Genomic Synteny-Based Analyses
Arabidopsis protein sequences for photosynthetic genes were used to query the soybean genome sequence (Glyma1 assembly; http://www.phytozome.net/soybean.php) and release 2.0 of the M. truncatula genome sequence (http://www.medicago.org/genome/downloads/Mt2) using TBLASTN. TC sequences identified through the TC-based analyses were also used to search the respective genome sequences using BLASTN. The coding sequences of Arabidopsis and all soybean loci showing significant BLAST scores (<1e-5) were aligned using ClustalW in BioEdit with default parameters. Ks and ω (Ka/Ks) were calculated by the method of Yang and Neilson (2000), as implemented in PAML (Yang, 1997). Gene trees were constructed following the same methods used with the TC sequences.
In the absence of subsequent rearrangements, genes duplicated by polyploidy should reside in syntenic blocks (Zhang et al., 2002; Blanc et al., 2003; Bowers et al., 2003). We determined whether soybean photosynthetic genes reside in or near (within 500 genes of) internal synteny blocks, as identified by Schmutz et al. (2010). Pairs of gene family members residing within syntenic blocks were designated homeologs. Ks estimates were used to determine from which polyploidy event (B or A) homeologs were derived. For gene pairs close to, but not within, syntenic blocks, we manually searched for evidence of local synteny in a region of approximately 200 kb centered on each gene using the Phytozome soybean genome browser (http://www.phytozome.net/cgi-bin/gbrowse/soybean/). Gene pairs within 500 genes of a synteny block that showed evidence for local synteny (at least three additional homeologous gene pairs within 200 kb) were also designated homeologs. For genes not residing in or near syntenic blocks, we concluded that their homeologs have been lost. Duplicate gene pairs that were not assigned to the B or A polyploidy events were assigned to one of three NP bins: pre-B, B-A, or A-present, based on Ks and gene tree topology.
Genome-wide estimates of homeolog retention were obtained from Schmutz et al. (2010) or by using a modified approach as follows. Gene families, blocks, and synonymous distances were identified as by Schmutz et al. (2010). Using the gene family clusters and Clustal multiple sequence alignments, gene trees were constructed with RAxML. An in-house Python script sequentially broke down each RAxML tree file into pairwise relationships and assigned pairwise Ks values to the nodes separating those pairs. In instances where more than one pair of genes characterized a node, we calculated a mean Ks value and assigned that mean to the node. All Ks values between 0.06 and 0.39 were assigned to the A duplication. To estimate genome-wide retention for the A duplication, the number of genes associated with this Ks range was divided by the total number of genes in syntenic blocks.

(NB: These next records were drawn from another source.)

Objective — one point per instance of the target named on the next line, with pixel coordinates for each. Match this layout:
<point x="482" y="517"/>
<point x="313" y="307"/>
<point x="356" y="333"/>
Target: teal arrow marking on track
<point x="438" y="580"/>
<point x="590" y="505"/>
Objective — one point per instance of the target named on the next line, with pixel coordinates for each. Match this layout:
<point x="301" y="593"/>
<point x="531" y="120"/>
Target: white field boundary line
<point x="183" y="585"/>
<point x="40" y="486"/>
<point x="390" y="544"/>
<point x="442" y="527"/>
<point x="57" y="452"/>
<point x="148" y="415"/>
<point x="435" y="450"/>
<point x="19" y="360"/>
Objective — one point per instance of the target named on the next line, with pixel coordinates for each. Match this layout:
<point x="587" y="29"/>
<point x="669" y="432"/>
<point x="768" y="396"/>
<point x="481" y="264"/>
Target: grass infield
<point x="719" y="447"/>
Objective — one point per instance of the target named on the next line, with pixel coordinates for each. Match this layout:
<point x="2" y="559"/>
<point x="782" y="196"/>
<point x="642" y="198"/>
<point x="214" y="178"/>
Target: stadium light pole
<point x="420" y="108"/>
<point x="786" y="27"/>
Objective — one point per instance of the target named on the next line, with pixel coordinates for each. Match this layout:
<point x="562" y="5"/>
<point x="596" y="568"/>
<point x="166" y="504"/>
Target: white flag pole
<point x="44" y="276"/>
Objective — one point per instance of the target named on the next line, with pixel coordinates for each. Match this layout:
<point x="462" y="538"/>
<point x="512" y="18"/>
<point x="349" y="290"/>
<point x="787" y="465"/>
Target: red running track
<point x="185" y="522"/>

For Arabidopsis, duplications resulting from the two most recent polyploidy events (designated β and α by Bowers et al., 2003; Fig. 1) were identified previously by Blanc et al. (2003), Bowers et al. (2003), and Thomas et al. (2006; α duplication only) using combinations of genomic synteny information, comparative phylogenetics, and estimates of sequence divergence (Ks). Lists of homeologs identified in these studies are available at http://wolfe.gen.tcd.ie/blanc/supp/functional.html (Blanc et al., 2003; Bowers et al., 2003) and http://genome.cshlp.org/content/16/7/934/suppl/DC1 (Thomas et al., 2006). We searched these lists in order to identify homeologs within the photosynthetic gene families investigated here. For all but three pairs of photosynthetic genes, the Blanc et al. (2003) and Bowers et al. (2003) data sets were consistent. The data sets differ for one pair each of PGK, PsbTn, and LhcB4, and these discrepancies were resolved as described in Supplemental Materials and Methods S1. As with soybean, gene pairs not identified as homeologs were assigned to one of three NP duplication bins (pre-β, β-α, or α-present) based on Ks and gene tree topology.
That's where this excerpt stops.